C’est la partie la plus longue, les deux datasets — qui correspondent aux visages de Macron et Jean Dujardin — sont soumis à l’algorithme qui va apprendre de ces images et en dégager des paramètres, un modèle, lui permettant de remplacer le visage A par le visage B et inversement. Il ne faut ni sous entraîner les modèles (il ne connaît pas assez les visages et ne fait pas bien la transposition), ni les sur-entraîner (il va faire exagérer les récurrences et ne pas prendre en compte des expressions faciales un peu différentes comme un sourire par exemple). On peut utiliser des commandes python pour paramétrer l’apprentissage et changer par exemple la batch size (nombre d’exemples utilises en une itération). Lors de l’entrainement la seule information disponible sur l’invite de commande est celle de la valeur Loss , une valeur comprise entre 1 et 0 pour chacun des deux modèles, au plus elle se rapproche de 0 au plus le modèle est bien entraîné. Lorsque l’on voit que la valeur stagner voire remonter, c’est que l’entrainement est a son maximum d’optimisation. Après plusieurs essais, sur mon ordinateur le temps d’entrainement optimal d’un modèle semble se situer entre 8 et 9h.

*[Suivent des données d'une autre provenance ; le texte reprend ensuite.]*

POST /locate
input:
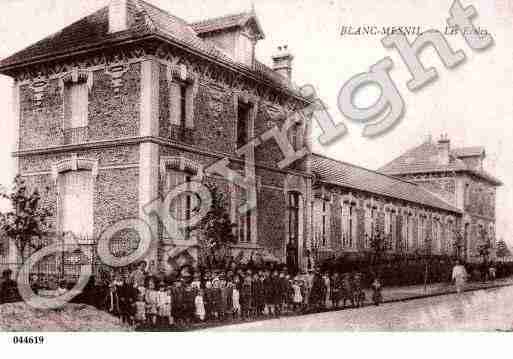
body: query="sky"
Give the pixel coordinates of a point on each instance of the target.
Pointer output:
(472, 103)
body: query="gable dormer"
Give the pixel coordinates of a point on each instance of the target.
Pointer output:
(237, 35)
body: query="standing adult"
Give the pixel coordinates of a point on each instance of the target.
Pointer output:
(138, 276)
(459, 276)
(8, 288)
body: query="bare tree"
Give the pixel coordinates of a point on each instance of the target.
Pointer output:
(26, 223)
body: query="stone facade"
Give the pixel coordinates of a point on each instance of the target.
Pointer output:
(133, 136)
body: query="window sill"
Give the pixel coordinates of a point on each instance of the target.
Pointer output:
(180, 242)
(246, 246)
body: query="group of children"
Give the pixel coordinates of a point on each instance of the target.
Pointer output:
(219, 296)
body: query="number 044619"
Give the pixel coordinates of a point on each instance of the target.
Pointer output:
(28, 340)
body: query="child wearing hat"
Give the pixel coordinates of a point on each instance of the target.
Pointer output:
(140, 311)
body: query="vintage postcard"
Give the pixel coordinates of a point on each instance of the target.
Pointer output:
(298, 165)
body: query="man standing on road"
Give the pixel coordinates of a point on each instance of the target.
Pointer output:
(459, 276)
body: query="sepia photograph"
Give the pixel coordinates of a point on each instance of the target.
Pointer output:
(255, 166)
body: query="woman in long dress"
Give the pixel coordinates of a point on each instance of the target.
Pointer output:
(459, 276)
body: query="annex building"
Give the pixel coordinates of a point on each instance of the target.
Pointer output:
(123, 105)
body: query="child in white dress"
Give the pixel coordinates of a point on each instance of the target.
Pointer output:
(236, 302)
(199, 306)
(164, 306)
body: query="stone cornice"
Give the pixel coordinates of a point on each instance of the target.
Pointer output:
(138, 140)
(138, 49)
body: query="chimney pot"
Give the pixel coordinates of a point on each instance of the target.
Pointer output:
(118, 16)
(444, 148)
(282, 62)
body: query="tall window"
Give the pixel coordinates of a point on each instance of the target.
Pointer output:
(183, 105)
(243, 219)
(388, 230)
(182, 206)
(406, 231)
(370, 225)
(349, 225)
(76, 199)
(243, 112)
(411, 228)
(435, 244)
(79, 98)
(449, 243)
(325, 223)
(392, 230)
(466, 199)
(76, 120)
(295, 136)
(421, 240)
(293, 217)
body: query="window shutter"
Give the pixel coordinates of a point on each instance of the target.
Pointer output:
(77, 203)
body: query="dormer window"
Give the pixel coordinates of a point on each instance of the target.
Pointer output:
(243, 124)
(76, 87)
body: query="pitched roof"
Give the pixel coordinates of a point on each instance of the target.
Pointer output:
(425, 159)
(227, 22)
(143, 19)
(348, 175)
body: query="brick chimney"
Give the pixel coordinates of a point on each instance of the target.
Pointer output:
(282, 62)
(118, 16)
(444, 148)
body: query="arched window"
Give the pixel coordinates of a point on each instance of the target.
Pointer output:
(349, 223)
(76, 203)
(293, 210)
(323, 220)
(75, 178)
(177, 171)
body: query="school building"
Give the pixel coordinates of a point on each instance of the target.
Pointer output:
(121, 106)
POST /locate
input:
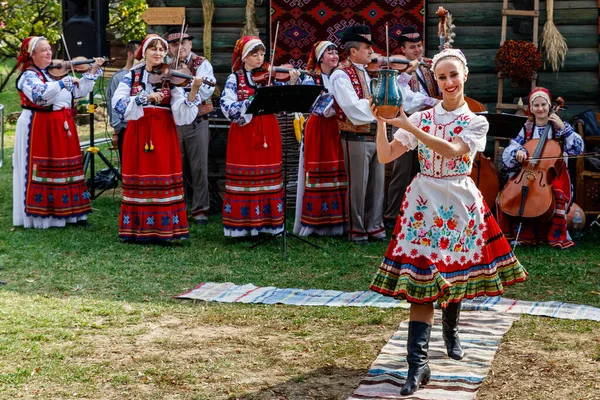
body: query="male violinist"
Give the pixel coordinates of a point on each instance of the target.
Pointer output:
(194, 137)
(419, 92)
(116, 122)
(350, 88)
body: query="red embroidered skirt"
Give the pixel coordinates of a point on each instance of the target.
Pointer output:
(253, 201)
(446, 246)
(153, 207)
(55, 182)
(325, 181)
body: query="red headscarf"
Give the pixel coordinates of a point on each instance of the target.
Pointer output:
(315, 55)
(27, 48)
(142, 50)
(242, 48)
(538, 92)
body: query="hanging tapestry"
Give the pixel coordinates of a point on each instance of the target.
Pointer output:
(304, 22)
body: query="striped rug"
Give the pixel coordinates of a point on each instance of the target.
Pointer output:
(231, 293)
(480, 335)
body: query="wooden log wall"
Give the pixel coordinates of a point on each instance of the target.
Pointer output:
(478, 27)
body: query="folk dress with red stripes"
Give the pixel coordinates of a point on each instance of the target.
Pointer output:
(153, 207)
(253, 201)
(49, 188)
(323, 183)
(446, 244)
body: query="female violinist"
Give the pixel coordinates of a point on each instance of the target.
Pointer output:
(253, 201)
(322, 181)
(554, 230)
(49, 189)
(446, 245)
(153, 207)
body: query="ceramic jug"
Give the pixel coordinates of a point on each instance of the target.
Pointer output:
(386, 93)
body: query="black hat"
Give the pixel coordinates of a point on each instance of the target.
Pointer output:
(409, 34)
(173, 35)
(357, 33)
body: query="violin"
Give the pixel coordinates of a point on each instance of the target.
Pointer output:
(181, 77)
(58, 69)
(529, 194)
(281, 73)
(399, 62)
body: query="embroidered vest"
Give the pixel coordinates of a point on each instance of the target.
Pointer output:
(137, 86)
(430, 84)
(25, 102)
(245, 90)
(206, 106)
(359, 84)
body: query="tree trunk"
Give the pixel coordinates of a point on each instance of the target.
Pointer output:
(5, 81)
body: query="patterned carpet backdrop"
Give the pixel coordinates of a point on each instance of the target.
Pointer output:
(304, 22)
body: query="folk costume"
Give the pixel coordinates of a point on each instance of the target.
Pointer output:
(350, 88)
(321, 202)
(554, 232)
(153, 207)
(419, 92)
(194, 137)
(253, 201)
(446, 244)
(49, 188)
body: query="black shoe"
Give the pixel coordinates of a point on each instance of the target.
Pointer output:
(417, 347)
(450, 317)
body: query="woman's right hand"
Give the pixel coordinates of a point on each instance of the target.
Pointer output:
(521, 156)
(155, 97)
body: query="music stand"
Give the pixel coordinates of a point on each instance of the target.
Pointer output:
(505, 126)
(275, 99)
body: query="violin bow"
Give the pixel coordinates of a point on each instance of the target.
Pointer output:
(273, 54)
(180, 42)
(62, 36)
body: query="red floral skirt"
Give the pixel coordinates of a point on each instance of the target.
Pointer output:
(153, 207)
(55, 182)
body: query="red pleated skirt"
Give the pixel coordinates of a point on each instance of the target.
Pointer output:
(325, 182)
(55, 181)
(153, 206)
(253, 201)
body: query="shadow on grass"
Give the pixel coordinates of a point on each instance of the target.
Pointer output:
(326, 383)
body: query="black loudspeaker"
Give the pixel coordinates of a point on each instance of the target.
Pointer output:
(84, 27)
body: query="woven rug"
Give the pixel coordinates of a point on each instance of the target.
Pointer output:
(232, 293)
(304, 22)
(480, 335)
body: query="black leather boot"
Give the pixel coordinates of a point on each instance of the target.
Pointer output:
(450, 316)
(417, 346)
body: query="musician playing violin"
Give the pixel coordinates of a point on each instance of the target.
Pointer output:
(419, 92)
(322, 184)
(554, 231)
(49, 189)
(153, 206)
(194, 137)
(253, 201)
(350, 88)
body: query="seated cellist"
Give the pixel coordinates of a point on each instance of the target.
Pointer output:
(554, 231)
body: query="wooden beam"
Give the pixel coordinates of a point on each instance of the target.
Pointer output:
(164, 15)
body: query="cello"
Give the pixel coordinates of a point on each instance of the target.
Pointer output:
(483, 171)
(528, 194)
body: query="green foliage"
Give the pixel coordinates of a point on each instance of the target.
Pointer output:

A gauche l’invite de commande , a droite l’aperçu du model de Macron en cours d’entrainement

Etape 4 : Prier et utiliser le modèle sur une vidéo courte

Voici quelques Screenshot des vidéos qui ressortent de l’expérience

L’exercice est tout de meme facilité par le fait que les visages de Macron et Dujardin se ressemble déjà à la base, ce qui est clairement visible ici.

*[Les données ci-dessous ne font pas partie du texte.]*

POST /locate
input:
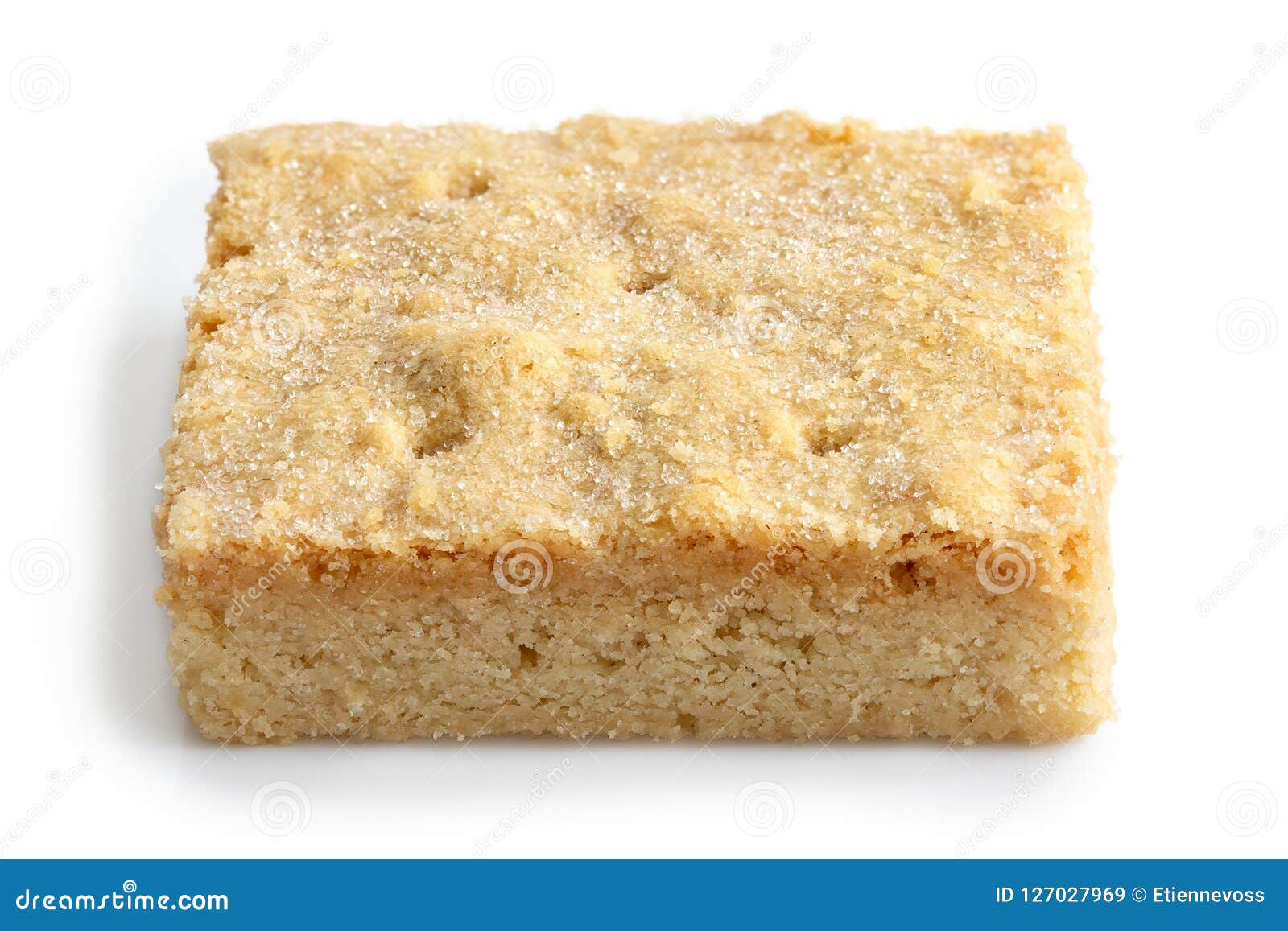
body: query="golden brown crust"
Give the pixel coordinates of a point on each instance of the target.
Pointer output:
(856, 367)
(454, 336)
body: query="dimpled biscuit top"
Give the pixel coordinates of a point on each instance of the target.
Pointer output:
(630, 332)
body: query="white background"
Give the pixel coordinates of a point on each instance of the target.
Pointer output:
(105, 180)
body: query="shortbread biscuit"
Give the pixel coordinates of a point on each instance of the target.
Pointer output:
(628, 429)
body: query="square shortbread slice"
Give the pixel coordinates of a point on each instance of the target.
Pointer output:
(628, 429)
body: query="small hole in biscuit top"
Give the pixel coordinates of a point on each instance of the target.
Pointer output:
(233, 251)
(470, 184)
(644, 282)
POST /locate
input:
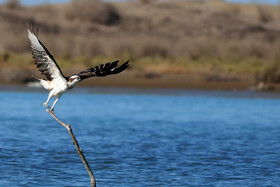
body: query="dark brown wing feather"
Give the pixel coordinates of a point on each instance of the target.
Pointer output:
(43, 58)
(103, 70)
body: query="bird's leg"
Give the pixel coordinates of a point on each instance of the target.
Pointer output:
(55, 101)
(46, 103)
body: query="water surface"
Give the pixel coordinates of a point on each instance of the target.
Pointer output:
(134, 137)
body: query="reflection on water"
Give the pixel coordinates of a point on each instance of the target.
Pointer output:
(133, 137)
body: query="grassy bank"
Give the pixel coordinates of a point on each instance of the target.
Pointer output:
(209, 41)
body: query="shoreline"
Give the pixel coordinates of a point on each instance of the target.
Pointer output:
(133, 79)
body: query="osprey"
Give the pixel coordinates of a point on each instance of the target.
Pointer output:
(55, 81)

Les résultats que j’ai obtenus dans l’ensemble sont un peu décevant par rapport aux résultats vus sur internet. J’ai seulement mis en capture d’écran les quelques passages présentables, mais la plupart du temps soit le visage est flou, soit il y a un problème de teinte ( c’est net, les expressions sont bien reproduites mais un carré d’une teinte différente délimite le centre du visage). Dans les forums ont m’indique que c’est notamment ma configuration graphique qui me limite. Pour le commun des mortels j’ai une excellente config (GTX 1080, 16 go de RAM ), mais dans le monde du deep learning elle est en fait très moyenne. Cela rend les sessions d’entrainement très longues , et le tâtonnement difficile. De plus mes connaissances trop basiques de Python et du machine Learning ne me permettent pas d’utiliser pleinement les possibilités offertes par Tensorflow (Je n’ai pas vraiment compris a quoi correspondait le paramètre « Epoch » par exemple). Après 4 nuits passé à écouter le vacarmes assourdissants des ventilateurs à pleins régimes, j’arrête l’expérience.

Conclusion :

Créer des deepfakes semble aujourd’hui à la portée du grand public. Certes peu de monde possède un PC capable de donner de bons résultats, cependant on ne parle pas ici d’une configuration digne d’un centre de recherche mais bien de setups destinés à du gaming (très) poussé. Ce ne sont plus seulement les gouvernements ou les grandes entreprises qui ont les moyens d’utiliser l’intelligence artificielle pour falsifier une vidéo. Et cela pose énormément de questions sur le futur de l’information. Si tout le monde peut créer ce genre de contenu, peut-on encore croire en la véracité d’une vidéo d’un simple discours, même en étant très attentif ? La réponse pour moi est clairement non. Et il semblerait que le meilleur moyen de déceler un deepfake d’une vraie vidéo à l’heure actuelle soit … une intelligence artificielle.